The issue arose in the context of a driver seeking reimbursement for unpaid wages and expenses. The facts of the case are bizarre and don't seem all that crucial to the key finding of the hearing officer. Although plaintiff''s claim was dismissed on the merits, Uber has appealed, as it cannot let the finding that its drivers are employees stand.
But the finding is a real blockbuster, especially as Uber claims that similar proceedings in other states have resulted in a finding that Uber drivers are independent contractors. Here's the key language from the ruling:
Defendants hold themselves out to as nothing more than a neutral technological platform, designed simply to enable drivers and passengers to transact the business of transportation. The reality, however, is that Defendants are involved in every aspect of the operation. Defendants vet prospective drivers . . . Drivers cannot use Defendants' application unless they pass Defendants' background and DMV checks
Defendants control the tools the drivers use . . . Defendants monitor the Transportation Drivers' approval ratings and terminate their access to the application if the rating falls below a specific level (4.6 stars).
As the Times points out, few people would choose to be independent contractors if they had the option to be employees.
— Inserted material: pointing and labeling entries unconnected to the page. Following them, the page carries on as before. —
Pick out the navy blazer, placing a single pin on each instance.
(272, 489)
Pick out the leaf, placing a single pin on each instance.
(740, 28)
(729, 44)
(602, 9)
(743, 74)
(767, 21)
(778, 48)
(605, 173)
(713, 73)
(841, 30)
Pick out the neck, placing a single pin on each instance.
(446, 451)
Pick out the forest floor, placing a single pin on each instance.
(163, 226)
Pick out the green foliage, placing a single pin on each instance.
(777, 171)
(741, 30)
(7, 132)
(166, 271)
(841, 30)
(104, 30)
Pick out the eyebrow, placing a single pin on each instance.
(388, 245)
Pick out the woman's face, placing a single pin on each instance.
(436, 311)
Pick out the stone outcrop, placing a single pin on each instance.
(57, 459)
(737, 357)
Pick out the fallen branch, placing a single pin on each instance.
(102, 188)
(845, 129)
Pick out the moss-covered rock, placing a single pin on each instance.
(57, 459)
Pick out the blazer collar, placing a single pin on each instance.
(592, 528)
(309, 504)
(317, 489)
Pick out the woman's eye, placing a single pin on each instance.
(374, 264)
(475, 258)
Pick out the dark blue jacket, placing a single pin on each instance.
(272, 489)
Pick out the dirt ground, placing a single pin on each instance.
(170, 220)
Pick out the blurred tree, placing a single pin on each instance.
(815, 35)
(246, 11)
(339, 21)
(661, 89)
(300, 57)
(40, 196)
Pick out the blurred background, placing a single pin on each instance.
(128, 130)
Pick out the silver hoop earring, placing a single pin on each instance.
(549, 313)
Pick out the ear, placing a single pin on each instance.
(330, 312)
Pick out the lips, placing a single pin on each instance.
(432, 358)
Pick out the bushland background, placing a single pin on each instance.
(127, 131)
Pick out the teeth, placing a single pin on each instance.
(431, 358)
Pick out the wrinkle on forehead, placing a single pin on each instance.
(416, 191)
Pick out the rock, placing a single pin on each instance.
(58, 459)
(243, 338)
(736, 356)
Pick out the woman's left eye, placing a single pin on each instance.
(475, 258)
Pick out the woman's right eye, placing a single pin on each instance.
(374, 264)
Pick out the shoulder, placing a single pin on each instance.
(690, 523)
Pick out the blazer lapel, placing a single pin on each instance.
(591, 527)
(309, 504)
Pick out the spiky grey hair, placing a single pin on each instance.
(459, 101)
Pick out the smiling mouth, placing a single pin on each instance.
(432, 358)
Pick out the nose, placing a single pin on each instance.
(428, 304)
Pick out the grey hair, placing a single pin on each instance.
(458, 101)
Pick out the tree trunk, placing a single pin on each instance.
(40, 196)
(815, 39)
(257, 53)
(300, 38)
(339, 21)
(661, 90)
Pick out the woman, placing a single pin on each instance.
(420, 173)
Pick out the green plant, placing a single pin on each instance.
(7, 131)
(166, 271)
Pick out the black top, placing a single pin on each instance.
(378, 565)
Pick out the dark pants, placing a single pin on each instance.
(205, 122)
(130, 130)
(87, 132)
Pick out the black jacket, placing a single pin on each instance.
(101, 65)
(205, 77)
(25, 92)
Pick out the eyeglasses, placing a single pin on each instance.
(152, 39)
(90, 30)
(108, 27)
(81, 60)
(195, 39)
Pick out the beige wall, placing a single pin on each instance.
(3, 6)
Our former co-blogger Meredith Miller has written about similar issues involving freelancers, and we blogged about it here. So far, it appears that five states have declared that Uber drivers are independent contractors, while Florida has joined California in finding them to be employees. For more on the implications of this ruling, you can check out this story in Forbes, featuring insights from friend of the blog, Miriam Cherry.